For comments on the proposed amendments to the Rules of Professional Conduct contact:
Richard A. Dove, Secretary, Board of Commissioners on Grievances & Discipline
Ohio Supreme Court
65 S. Front St., Fifth Floor
Columbus, OH 43215
or
rick.dove@sc.ohio.gov.

For comments on the proposed amendments to the Rules of Practice and Procedure contact:
Jo Ellen Cline, Government Relations Counsel
65 S. Front St., Seventh Floor
Columbus, Ohio 43215
or
j.cline@sc.ohio.gov.

Thursday, September 11, 2014

Ohio Supreme Court on the move

Court News Ohio reports that the Supreme Court of Ohio is once again on the move - this time hearing cases from Ravenna High School in Portage County on September 24. During this session the Court will hear three appeals which students from eleven local high schools will have the opportunity to watch.
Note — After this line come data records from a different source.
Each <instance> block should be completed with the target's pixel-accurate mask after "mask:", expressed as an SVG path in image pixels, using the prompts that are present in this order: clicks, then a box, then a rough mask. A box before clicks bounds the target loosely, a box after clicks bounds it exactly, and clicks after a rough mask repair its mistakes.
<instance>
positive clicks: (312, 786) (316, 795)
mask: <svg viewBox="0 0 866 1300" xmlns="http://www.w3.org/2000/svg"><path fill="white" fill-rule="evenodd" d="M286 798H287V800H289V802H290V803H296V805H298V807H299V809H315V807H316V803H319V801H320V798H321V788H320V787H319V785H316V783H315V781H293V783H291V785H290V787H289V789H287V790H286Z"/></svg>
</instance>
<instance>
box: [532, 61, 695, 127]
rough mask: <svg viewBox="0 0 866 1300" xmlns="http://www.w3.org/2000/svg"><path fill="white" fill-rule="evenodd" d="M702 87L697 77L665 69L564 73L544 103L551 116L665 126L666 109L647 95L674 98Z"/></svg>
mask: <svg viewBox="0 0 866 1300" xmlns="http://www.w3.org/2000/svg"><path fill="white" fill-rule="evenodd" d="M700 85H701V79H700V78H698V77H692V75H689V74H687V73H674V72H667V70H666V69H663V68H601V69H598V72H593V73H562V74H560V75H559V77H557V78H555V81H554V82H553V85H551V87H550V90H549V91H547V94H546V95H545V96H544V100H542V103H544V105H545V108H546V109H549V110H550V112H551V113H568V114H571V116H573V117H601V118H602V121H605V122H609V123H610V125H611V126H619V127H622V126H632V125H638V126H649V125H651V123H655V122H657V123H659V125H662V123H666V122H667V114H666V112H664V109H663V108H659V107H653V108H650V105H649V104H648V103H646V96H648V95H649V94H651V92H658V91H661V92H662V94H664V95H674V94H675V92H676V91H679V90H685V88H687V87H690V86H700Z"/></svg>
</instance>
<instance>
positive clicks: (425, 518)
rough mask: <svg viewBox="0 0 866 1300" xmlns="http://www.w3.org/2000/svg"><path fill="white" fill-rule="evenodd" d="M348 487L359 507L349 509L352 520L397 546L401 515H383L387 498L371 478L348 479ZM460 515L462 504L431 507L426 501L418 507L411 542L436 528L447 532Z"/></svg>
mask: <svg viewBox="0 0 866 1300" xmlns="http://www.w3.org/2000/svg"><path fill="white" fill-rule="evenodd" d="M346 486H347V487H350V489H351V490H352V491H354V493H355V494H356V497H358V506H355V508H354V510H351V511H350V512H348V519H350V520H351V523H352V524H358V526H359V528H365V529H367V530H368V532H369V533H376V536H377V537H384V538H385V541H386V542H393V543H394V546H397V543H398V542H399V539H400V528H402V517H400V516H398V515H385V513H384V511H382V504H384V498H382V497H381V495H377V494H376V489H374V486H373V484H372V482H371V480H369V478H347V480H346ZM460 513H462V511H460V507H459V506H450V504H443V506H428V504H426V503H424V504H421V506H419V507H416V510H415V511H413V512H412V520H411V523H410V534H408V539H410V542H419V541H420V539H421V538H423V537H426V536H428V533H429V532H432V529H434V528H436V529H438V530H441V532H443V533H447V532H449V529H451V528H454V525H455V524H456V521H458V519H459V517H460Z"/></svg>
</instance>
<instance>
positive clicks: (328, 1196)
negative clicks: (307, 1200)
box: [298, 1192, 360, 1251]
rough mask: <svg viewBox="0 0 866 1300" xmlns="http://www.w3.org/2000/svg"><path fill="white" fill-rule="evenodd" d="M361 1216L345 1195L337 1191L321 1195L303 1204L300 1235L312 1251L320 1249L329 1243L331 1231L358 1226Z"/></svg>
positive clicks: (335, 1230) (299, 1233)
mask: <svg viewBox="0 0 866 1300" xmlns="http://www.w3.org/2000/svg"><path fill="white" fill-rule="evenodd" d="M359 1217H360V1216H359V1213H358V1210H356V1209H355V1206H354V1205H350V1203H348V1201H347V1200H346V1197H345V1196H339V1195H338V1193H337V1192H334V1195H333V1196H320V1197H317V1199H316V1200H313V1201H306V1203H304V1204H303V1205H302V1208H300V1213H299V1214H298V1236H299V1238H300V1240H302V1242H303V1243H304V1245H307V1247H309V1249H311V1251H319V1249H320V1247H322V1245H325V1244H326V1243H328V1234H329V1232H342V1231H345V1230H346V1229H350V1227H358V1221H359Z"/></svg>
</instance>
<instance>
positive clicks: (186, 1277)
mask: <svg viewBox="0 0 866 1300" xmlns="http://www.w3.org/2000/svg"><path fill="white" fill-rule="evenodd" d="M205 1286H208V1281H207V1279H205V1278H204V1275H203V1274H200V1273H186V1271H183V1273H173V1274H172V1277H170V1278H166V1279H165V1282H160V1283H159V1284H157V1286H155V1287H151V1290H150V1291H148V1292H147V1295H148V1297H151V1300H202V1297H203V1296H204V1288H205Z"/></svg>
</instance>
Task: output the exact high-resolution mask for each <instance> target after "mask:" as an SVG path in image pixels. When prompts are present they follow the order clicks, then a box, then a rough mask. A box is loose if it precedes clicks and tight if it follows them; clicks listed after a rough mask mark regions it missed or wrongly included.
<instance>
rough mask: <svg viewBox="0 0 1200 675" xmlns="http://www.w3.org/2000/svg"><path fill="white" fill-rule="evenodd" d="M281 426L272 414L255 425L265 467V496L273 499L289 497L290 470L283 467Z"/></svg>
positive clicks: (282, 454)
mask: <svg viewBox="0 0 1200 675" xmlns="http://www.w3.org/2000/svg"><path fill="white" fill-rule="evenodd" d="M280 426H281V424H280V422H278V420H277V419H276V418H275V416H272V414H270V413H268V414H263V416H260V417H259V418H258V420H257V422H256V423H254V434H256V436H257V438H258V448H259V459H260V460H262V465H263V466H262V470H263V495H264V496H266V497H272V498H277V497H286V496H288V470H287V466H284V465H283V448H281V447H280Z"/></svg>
The Court holds these off-site sessions twice a year, giving Ohio students an opportunity to learn about the justice system. Directly prior to the hearings the students will be able to meet the justices and ask them questions. After the arguments are completed they will be able to discuss the cases with the attorneys and learn more about the legal issues presented.

The cases to be heard in this session are:

Johnson v. State - The appellant is challenging his drug conviction because he asserts that evidence used against him at trial was improperly obtained. Specifically, he alleges that police placing a GPS unit on his vehicle without a warrant amounted to an unlawful search under the 4th Amendment. The State asserts that the officer acted in good faith,so the evidence collected as a result of this search did not need to be excluded.  The appellant argues that the good faith exception only applies in circumstances where binding precedent from an appellate court dictates, and that no such precedent exists here.

Ganley Chevrolet v. Felix - The appellant (a car dealership) is challenging the lower court's decision to certify the case against it as a class action. The case involves the legality of an arbitration clause in a contract to purchase a vehicle, and the class is all customers who have signed agreements with that clause. The appellant argues that the case should not have been certified as a class action because individuals who did not suffer harm or damages cannot be part of the class, and very few others took issue with the arbitration clause.

Chen v. Smith - The appellant (medical practice) in a medical malpractice claim is challenging the lower court's order that a surveillance video must be disclosed to the appellee (patient) before trial. The video in question shows the patient who is suing the practice for injuries related to a back surgery. The appellant argues that the video amounts to attorney work product and the appellee has not shown good cause as to why it is discoverable.